Results: Preclinical dosimetry revealed that at 3.5 h and 1 h bladder voiding intervals, the extrapolated total effective doses were 26.6 and 12.2 µSv/MBq for ¹⁸F-rhPSMA-7 and 21.7 and 12.8 µSv/MBq for ¹⁸F-rhPSMA-7.3 respectively. Human biodistribution of both agents was typical of other PSMA-ligands and broadly similar to each other; SUV_mean were 16.9 versus 16.2 (parotid gland), 19.6 versus 19.9 (submandibular gland), 2.0 versus 1.9 (blood pool, p < 0.005), 0.7 versus 0.7 (lungs), 7.0 versus 7.3 (liver), 9.1 versus 8.4 (spleen), 32.4 versus 35.7 (kidney), 2.5 versus 2.8 (pancreas), 10.9 versus 11.0 (duodenum), 1.1 versus 1.3 (bone) and 4.6 versus 2.0 (bladder; p < 0.001) for ¹⁸F-rhPSMA-7 versus ¹⁸F-rhPSMA-7.3, respectively. Tumour SUV_mean was higher for ¹⁸F-rhPSMA-7.3 (32.5 ± 42.7, n = 63 lesions) than for ¹⁸F-rhPSMA-7 (20.0 ± 20.2, n = 89 lesions).

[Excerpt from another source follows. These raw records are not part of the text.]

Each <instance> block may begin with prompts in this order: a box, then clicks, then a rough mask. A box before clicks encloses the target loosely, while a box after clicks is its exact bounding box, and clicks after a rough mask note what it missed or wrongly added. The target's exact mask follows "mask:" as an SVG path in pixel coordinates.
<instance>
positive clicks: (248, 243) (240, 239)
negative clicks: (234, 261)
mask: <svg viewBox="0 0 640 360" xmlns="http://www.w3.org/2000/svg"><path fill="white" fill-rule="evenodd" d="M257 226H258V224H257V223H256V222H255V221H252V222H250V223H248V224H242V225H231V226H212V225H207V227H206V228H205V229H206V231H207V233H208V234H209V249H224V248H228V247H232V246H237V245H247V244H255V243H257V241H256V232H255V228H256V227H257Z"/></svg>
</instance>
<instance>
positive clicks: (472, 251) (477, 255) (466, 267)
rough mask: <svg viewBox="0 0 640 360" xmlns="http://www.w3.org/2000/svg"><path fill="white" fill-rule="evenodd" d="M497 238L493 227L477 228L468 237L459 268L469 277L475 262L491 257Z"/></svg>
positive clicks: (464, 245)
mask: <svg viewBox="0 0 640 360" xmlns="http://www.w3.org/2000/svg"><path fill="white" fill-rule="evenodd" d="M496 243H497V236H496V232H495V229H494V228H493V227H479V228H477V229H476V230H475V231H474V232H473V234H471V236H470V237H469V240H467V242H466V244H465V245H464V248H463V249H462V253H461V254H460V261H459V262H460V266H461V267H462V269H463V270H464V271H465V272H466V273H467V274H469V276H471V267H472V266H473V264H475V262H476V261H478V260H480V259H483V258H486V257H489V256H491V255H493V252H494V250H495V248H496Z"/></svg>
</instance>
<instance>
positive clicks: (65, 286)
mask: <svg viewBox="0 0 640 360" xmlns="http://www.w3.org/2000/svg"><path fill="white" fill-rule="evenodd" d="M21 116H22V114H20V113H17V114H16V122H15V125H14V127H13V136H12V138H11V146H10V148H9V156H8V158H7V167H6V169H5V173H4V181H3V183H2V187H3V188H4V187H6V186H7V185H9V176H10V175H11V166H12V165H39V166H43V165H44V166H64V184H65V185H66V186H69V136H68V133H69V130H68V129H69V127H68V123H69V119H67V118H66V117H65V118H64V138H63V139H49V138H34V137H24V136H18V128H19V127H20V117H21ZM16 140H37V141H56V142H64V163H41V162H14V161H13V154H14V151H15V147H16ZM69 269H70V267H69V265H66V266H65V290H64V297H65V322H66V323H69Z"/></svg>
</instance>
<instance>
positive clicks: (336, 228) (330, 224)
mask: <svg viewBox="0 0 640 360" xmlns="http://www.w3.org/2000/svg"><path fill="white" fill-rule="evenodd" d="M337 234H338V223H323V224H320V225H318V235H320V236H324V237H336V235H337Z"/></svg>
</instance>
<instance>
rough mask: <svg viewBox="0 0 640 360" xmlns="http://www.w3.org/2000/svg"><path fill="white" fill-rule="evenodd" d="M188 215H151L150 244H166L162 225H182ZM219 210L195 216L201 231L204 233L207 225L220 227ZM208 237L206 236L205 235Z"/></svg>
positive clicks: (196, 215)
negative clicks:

Conclusions: Radiation dosimetry is favourable for both agents. Radiation exposure, assuming a 1 h voiding interval, is less than 5 mSv after injection of 370 MBq. ¹⁸F-rhPSMA-7.3 showed significantly lower bladder uptake, and a higher uptake trend in tumours compared with ¹⁸F-rhPSMA-7.

Keywords: 18F; Biodistribution; Dosimetry; PET/CT; PSMA; rhPSMA.